According to the US National Embryo Donation Center (NEDC), they are the oldest frozen embryos ever to result in a live birth.

Some media reported the birth three weeks earlier of twins who were conceived thirty years ago and whose embryos had remained frozen since then.

On 22 April, 1992, an anonymous couple decided to undergo in vitro fertilization (IVF) treatment. To that end, they used a 34-year-old egg donor and a 50-year-old sperm donor. The embryos obtained were frozen and stored for nearly three decades in liquid nitrogen at almost 200 degrees below zero until the owners of the embryos decided to donate them to the NEDC in Knoxville, Tennessee, so that another couple could use them.

Husband and wife Rachel and Philip Ridgeway, parents of four children, aged eight, six, three and almost two, all naturally conceived, have become the parents of babies Lydia Ann and Timothy Ronald, who have become the oldest frozen embryos ever born to date. Mrs. Ridgeway agreed to have the embryos transferred using assisted reproduction technology (ART), successfully delivering them.

Previously, a 24-year-old embryo and a 27-year-old embryo had held the record for the longest frozen embryos. The NEDC is a private organization that has brought about the birth of more than 1,260 babies from donated embryos.

Bioethical Assessment

The adoption of embryos left over from ART is a controversial issue that we have previously addressed.

The tragedy of the huge number of human embryos that remain cryopreserved with an uncertain fate or directly condemned to destruction is one of the major undesirable effects of ART, for which no satisfactory solution has yet been proposed. On the contrary, their number continues to increase, saturating the cryogenic freezers of the clinics that practice these techniques.
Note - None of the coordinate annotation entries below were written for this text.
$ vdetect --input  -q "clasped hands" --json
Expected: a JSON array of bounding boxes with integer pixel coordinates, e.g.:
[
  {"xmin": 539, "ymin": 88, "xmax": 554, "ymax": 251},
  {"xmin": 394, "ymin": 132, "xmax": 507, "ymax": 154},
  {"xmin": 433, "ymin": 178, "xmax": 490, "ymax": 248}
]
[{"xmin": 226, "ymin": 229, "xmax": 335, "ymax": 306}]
The embryos can have a number of different fates. There is the possibility that they are finally transferred to the womb of a woman who agrees to carry them, which may be the genetic mother who provided the egg, or another woman. However, these cases are the rarest. Most typically, in the majority of these cases, the surplus embryos are not claimed by the genetic parents and, after the four years established by law, may be donated for biomedical research, which will inevitably lead to their death.

In some cases, accidents that have affected the functioning of these cryogenic freezers have caused the death of an undetermined number of these embryos.
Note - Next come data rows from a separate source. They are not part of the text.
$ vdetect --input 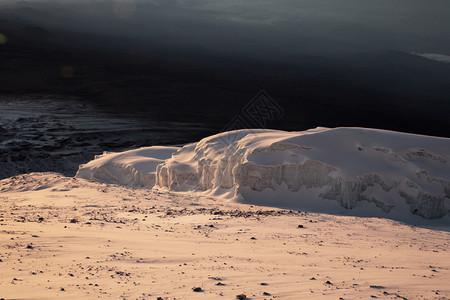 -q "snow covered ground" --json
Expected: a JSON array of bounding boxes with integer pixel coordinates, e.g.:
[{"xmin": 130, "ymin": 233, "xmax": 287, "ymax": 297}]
[
  {"xmin": 0, "ymin": 173, "xmax": 450, "ymax": 299},
  {"xmin": 0, "ymin": 128, "xmax": 450, "ymax": 299}
]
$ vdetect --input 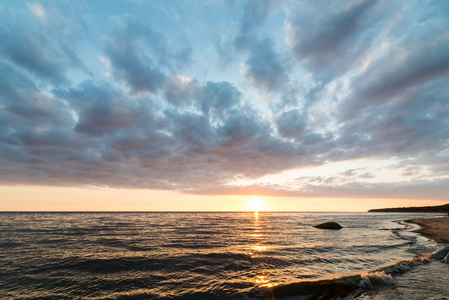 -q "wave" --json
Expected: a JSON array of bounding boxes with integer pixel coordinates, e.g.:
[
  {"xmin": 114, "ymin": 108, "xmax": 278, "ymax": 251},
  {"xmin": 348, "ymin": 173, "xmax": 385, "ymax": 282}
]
[{"xmin": 265, "ymin": 246, "xmax": 449, "ymax": 299}]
Cryopreserved embryos that have not been transferred or donated for research are victims of an uncertain fate, probably death as a result of thawing, which is an unacceptable attack on their human dignity.

Frozen embryo adoption

Embryos not claimed by their genetic parents have only one chance of living, which is to be carried by women who adopt them.  This possibility allows these human beings to finally live, human beings who, in an embryonic state, endure an undignified situation, remaining abandoned in state of cryopreservation with no other hope of life than implantation in the womb of women who welcome them.

Nevertheless, as we have previously reported, this possibility is not without ethical difficulties.
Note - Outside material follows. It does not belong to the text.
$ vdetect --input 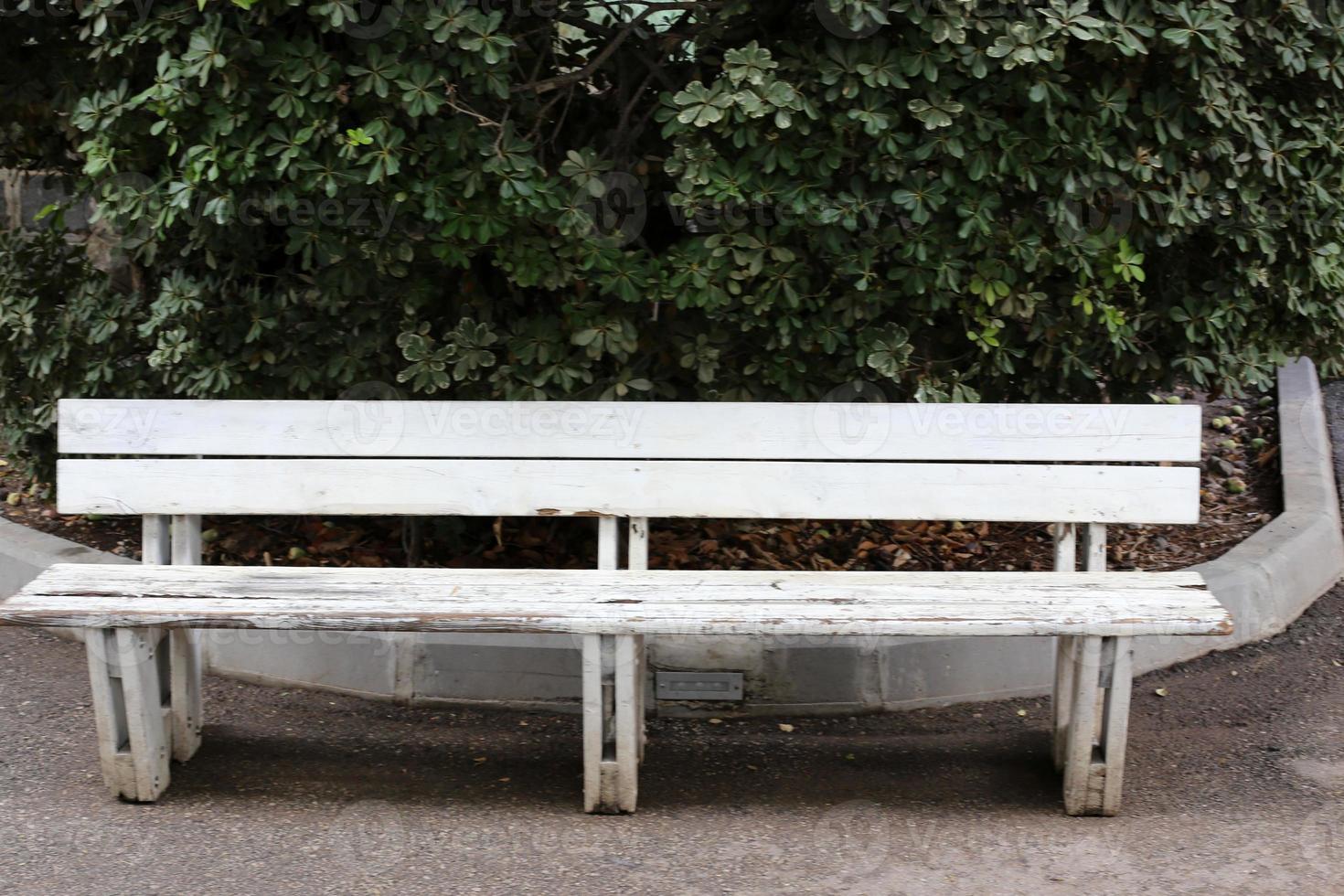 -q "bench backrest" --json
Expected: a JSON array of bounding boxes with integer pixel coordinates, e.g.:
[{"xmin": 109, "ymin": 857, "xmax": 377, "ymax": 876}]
[{"xmin": 58, "ymin": 399, "xmax": 1200, "ymax": 524}]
Accepting the use of ART implies putting the beginning of human life outside its natural setting: the loving embrace of the man and woman who give themselves to each other and welcome the fruit of their giving. IVF introduces technology into this process, replacing its natural environment with a Petri dish in the laboratory. The use of these techniques by couples who, having no sterility problems, agree to give birth to these embryos sentenced to death in order to give them back the possibility of living is an act of unquestionable generosity. Nonetheless, objections have been raised to the process in the sense that it could contribute to the legitimization of procedures that are fundamentally flawed, such as ART. However, these criticisms can be countered by the argument that the adoptive parents, as mentioned in this case, have not promoted the process of obtaining embryos in vitro, nor are they consequently responsible for the resulting surplus; instead they have come, a posteriori, to offer the only possible solution to keep them alive and allow them to be born. Resorting to the gestation of these embryos using ART would constitute a lesser evil, for participating in these techniques, but at the same time, it is the only dignified solution for them.